Когда она удалилась настолько, что услышать их уже не могла, и снова вскользнула во тьму своего фургона – так, точно покидала ее лишь затем, чтобы пометить время, тот, кого звали Рух, сплюнул и удивленно спросил:
– Хотел бы я знать, что это так растревожило старую каракатицу. Ну притронемся мы к этой зверюге, ну и что?
И фокусник ответил ему голосом, почти неслышным:
– Прикосновение человечьей руки пробудило бы ее даже от сна, который мог наслать на нее дьявол. А Маме Фортуне до дьявола далеко.
– Ну да, ей охота, чтобы мы так и думали, – глумливо сказал темный. – Ослиное копыто! Ха!
Однако руки он глубоко запрятал в карманы.
– Какое тут заклятие можно нарушить? Это же старая белая кобыла.
Но фокусник уже шел к последнему из черных фургонов.
– Поспеши, – сказал он через плечо. – Скоро день.
На то, чтобы разобрать девятую клетку – прутья, пол, крышу – и собрать ее вокруг спящего единорога, у них ушел весь остаток ночи. Рух подергал дверь клетки, дабы убедиться, что заперта она надежно, уже когда серые деревья на востоке вскипели светом и единорог открыла глаза. Двое мужчин торопливо удалились от клетки, но рослый чародей, оглянувшись, увидел, что единорог встала на ноги и смотрит на железные прутья, и, опустив голову, мотает ею, точно старая белая лошадь.
II
Дневной свет как будто уменьшил девять черных фургонов «Полночного балагана», сделал их нимало не грозными, но хилыми и хрупкими, точно иссохшие листья. Драпировки исчезли, теперь фургоны украшались вырезанными из одеял печальными черными флагами и короткими черными лентами, которые трепыхались на ветру. Фургоны стояли посреди запустелого поля в странном порядке: пентакль из клеток окружал треугольник из них же, в центре которого грузно примостился фургон Мамы Фортуны. Только его клетка и оставалась занавешенной черной тканью. Самой Мамы Фортуны нигде видно не было.
Мужчина по имени Рух неторопливо вел толпу шагавших вразброд поселян от клетки к клетке, заунывно описывая сидевших в них зверей.

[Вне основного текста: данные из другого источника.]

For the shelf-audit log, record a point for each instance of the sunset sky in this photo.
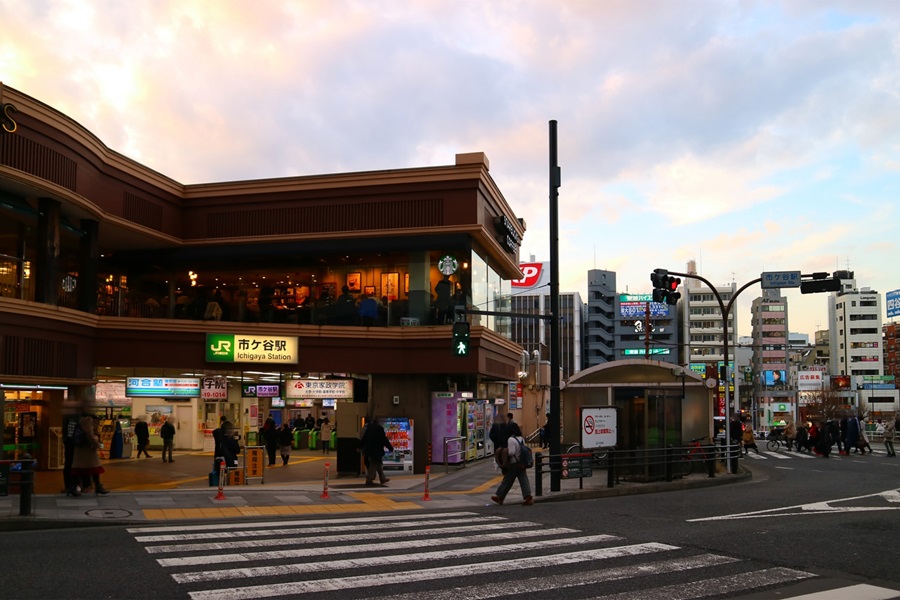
(751, 136)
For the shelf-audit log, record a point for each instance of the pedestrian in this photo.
(325, 435)
(142, 433)
(167, 433)
(512, 470)
(790, 434)
(749, 439)
(373, 443)
(499, 435)
(853, 439)
(889, 429)
(269, 436)
(86, 459)
(864, 439)
(285, 439)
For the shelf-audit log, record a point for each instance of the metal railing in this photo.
(462, 453)
(643, 464)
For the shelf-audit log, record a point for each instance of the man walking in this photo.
(167, 433)
(373, 443)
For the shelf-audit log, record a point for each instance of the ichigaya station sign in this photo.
(269, 349)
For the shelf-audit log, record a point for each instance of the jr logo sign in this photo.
(219, 347)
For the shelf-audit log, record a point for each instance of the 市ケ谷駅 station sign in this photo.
(230, 347)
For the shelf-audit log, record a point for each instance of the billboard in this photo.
(775, 377)
(892, 302)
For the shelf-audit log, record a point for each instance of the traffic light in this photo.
(461, 338)
(665, 286)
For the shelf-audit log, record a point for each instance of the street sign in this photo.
(599, 427)
(780, 279)
(893, 303)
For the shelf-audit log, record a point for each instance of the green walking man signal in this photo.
(461, 338)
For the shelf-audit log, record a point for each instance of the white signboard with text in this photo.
(599, 427)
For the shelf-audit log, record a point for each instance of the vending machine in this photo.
(399, 432)
(449, 421)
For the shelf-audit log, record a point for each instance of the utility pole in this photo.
(554, 419)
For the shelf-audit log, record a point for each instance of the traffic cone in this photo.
(427, 496)
(221, 494)
(325, 486)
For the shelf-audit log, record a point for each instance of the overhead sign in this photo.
(780, 279)
(599, 427)
(214, 388)
(635, 310)
(162, 387)
(892, 302)
(270, 349)
(639, 352)
(318, 388)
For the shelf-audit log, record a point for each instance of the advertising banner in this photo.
(892, 302)
(318, 388)
(162, 387)
(269, 349)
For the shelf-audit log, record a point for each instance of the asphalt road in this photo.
(799, 526)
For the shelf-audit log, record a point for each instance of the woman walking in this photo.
(512, 470)
(86, 461)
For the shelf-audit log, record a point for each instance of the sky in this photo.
(749, 136)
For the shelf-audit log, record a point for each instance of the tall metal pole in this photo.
(555, 447)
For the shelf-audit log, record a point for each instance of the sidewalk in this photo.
(144, 490)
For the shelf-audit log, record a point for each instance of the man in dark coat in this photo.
(142, 433)
(373, 443)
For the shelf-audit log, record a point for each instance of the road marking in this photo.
(813, 508)
(524, 587)
(276, 531)
(862, 591)
(315, 547)
(266, 542)
(301, 523)
(715, 586)
(383, 579)
(381, 561)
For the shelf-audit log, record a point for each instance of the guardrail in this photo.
(18, 473)
(462, 453)
(650, 464)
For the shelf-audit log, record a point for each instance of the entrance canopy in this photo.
(659, 404)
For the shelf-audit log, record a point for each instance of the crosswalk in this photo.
(785, 454)
(440, 556)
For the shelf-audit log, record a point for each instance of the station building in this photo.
(143, 297)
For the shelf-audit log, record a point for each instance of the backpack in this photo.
(80, 438)
(526, 456)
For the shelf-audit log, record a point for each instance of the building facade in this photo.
(531, 296)
(333, 293)
(600, 324)
(774, 396)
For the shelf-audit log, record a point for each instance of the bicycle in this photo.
(775, 440)
(696, 455)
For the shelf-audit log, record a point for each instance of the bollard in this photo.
(26, 486)
(427, 476)
(325, 485)
(610, 473)
(221, 494)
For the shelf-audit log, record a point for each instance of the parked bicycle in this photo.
(696, 456)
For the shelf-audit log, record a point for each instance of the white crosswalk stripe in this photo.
(437, 556)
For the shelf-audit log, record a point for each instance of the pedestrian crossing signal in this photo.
(461, 338)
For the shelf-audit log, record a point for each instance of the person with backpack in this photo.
(518, 457)
(167, 433)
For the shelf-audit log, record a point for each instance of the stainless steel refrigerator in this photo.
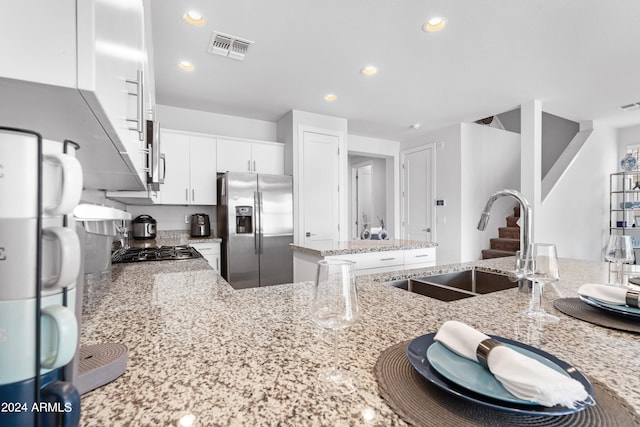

– Перед вами мантикора. Голова человека, тело льва, хвост скорпиона. Поймана в полночь; желая подсластить свое дыхание, кушает оборотней. Творения ночи при свете дня. А здесь у нас дракон. Время от времени изрыгает огонь – обычно на тех, кто тычет в него палкой, мальчик. Внутри у него пламенный ад, но шкура до того холодна, что можно обжечься. С грехом пополам говорит на семнадцати языках и страдает подагрой. Сатир. Дам прошу близко не подходить. Шалопут из шалопутов. Пойман при удивительных обстоятельствах, открыть которые я могу лишь джентльменам – после осмотра и за чисто символическую плату. Творения ночи.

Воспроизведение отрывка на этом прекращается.